Status: **Dev container SSH working internally; bastion public access blocked at network layer.**

---

## 2025-12-28 — APIv2 Auth + Portal Alignment Session

### Work Completed
- APIv2 auth route verified functional (JWT-based)
- bcrypt password verification confirmed
- `/api/instances` endpoint verified working without auth
- Portal/API boundary clarified: portal owns identity UX, API owns validation + DB
- Confirmed no CSRF or cookie-based auth required (stateless JWT)

### Key Findings
- Portal still contains APIv1 / Pterodactyl assumptions
- `zlh-grind` is documentation + constraint repo only (no code)
- Instances endpoint behavior was correct; earlier failures were route misuse

### Decisions
- APIv2 auth will remain stateless (JWT only)
- No CSRF protection will be implemented
- Portal must fully remove APIv1 and Pterodactyl patterns

### Next Actions
- Enforce `requireAuth` selectively in APIv2
- Update portal login to match APIv2 contract
- Track portal migration progress in OPEN_THREADS

---

## Jan 2026 — Portal UX & Control Plane Alignment

### Completed
- Finalized Dashboard as awareness-only surface
- Implemented System Health indicator (non-technical)
- Reworked Notices UX with expansion and scrolling
- Removed all bulk lifecycle controls
- Defined Servers page grouping by type
- Introduced expandable server cards
- Selected "System View" as escalation action
- Explicitly avoided AWS-style UI patterns

### Key Decisions
- Agent is authoritative for runtime state
- API v2 brokers access and permissions only
- Console / runtime access is observational first
- Control surfaces are separated from awareness surfaces

### Outcome
Portal is no longer Pterodactyl-shaped.
It now supports mixed workloads cleanly.

---

## 2026-01-11 — Live Status & Agent Integration

### Summary
Finalized live server status architecture between:
- ZPack API
- zlh-agent
- Redis
- Portal UI

This session resolved incorrect / misleading server states and clarified the
separation between **host health**, **agent availability**, and **service runtime**.

### Key Decisions

#### 1. Status Sources Are Explicit
- **Agent `/health`**
  - Authoritative for *host / container availability*
  - Used for DEV containers and host presence
- **Agent `/status`**
  - Authoritative for *game server runtime only*
  - Idle ≠ Offline (idle means server stopped but host up)

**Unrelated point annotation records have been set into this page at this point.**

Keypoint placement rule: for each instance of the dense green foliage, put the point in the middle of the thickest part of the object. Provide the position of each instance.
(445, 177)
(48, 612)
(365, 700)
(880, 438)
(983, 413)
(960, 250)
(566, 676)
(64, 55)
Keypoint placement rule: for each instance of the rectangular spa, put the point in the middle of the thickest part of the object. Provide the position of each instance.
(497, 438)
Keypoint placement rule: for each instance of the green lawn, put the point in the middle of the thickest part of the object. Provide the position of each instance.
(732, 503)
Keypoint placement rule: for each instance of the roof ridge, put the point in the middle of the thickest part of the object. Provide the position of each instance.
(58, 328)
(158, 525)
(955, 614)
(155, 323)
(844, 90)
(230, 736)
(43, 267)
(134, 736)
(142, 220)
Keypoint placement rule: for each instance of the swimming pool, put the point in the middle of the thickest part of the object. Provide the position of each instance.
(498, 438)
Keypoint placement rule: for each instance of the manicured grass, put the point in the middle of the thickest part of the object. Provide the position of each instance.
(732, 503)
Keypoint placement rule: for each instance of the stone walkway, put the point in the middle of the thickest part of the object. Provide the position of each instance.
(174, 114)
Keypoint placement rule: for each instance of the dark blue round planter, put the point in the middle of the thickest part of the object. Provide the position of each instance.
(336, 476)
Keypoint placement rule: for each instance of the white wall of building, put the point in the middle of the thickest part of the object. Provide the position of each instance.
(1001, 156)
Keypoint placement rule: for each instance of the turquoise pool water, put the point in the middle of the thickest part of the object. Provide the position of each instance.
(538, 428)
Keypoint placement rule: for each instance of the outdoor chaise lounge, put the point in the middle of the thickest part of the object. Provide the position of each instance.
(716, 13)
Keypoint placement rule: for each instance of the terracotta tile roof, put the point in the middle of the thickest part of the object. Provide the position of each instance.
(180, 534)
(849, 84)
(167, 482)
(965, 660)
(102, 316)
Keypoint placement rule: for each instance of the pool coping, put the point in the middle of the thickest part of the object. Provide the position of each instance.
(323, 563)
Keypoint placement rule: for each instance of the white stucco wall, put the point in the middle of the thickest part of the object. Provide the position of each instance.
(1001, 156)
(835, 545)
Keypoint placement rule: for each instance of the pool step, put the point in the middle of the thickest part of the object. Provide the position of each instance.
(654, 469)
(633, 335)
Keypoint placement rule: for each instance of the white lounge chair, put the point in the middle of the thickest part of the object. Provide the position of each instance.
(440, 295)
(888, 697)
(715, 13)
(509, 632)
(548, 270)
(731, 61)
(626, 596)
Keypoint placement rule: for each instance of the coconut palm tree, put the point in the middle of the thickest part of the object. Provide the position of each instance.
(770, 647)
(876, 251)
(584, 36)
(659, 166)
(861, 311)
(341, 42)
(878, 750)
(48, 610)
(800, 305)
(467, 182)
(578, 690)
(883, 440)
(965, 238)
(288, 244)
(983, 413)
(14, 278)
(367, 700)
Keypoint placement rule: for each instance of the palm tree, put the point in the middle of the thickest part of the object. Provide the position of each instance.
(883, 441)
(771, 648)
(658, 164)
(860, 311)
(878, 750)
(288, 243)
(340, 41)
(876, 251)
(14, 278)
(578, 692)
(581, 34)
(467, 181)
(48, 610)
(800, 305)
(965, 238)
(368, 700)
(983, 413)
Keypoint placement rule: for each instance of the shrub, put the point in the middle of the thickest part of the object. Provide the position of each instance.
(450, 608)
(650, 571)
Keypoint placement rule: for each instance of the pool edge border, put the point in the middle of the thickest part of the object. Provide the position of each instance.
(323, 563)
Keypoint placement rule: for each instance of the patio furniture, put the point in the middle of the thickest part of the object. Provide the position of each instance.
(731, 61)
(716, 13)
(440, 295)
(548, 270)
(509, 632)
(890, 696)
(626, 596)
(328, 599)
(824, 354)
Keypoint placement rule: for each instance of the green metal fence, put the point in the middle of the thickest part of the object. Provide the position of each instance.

#### 2. DEV vs GAME Semantics
- **DEV containers**
  - No runtime process to track
  - Status = `running` if host online
- **GAME containers**
  - Runtime state controlled by agent
  - Status reflects actual game process

#### 3. Redis Is the Live State Cache
- Agent poller runs every 5s
- Redis TTL = 15s
- UI reads Redis, not agents directly
- Eventual consistency is acceptable

#### 4. No Push Model (Yet)
- Agent does not push status
- API polls agents
- WebSocket / push deferred until console phase

### Result
- Portal now reflects correct, real-world state
- "Offline / Idle / Running" distinctions are accurate
- Architecture aligns with Pterodactyl-style behavior

### Next Focus
- Console (read-only output first)

---

## 2026-01-14 → 2026-01-18 — Agent PTY Console Breakthrough

### Objective
Replace log-only console streaming with a **true interactive PTY-backed console**
supporting:
- Dev server shell access
- Game server (Minecraft) live console
- Full duplex WebSocket I/O
- Session persistence across reconnects

### What Changed
- Agent console migrated from log tailing → **PTY-backed processes**
- PTY ownership moved to agent (not frontend, not Proxmox)
- WebSocket implementation replaced with `gorilla/websocket`
- Enforced **single writer per WS connection**
- Introduced **console session manager** keyed by `{vmid, container_type}`
- Sessions survive WS disconnects (dev servers only, TTL = 60s)
- PTY not killed on client close
- Added keepalive frames (5s) to prevent browser timeouts
- Added detailed WS + PTY logging for attach, read, write, close

### Architecture Summary
- Dev containers attach to `/bin/bash` (fallback `/bin/sh`)
- Game containers attach to Minecraft server PTY
- WS input → PTY stdin
- PTY stdout → WS broadcast
- One PTY reader loop per session
- Multiple WS connections can attach/detach safely

### Final Status
✅ Interactive console confirmed working  
✅ Commands execute correctly  
✅ Output streamed live  
✅ Reconnect behavior stable  

This closes the original "console v2" milestone.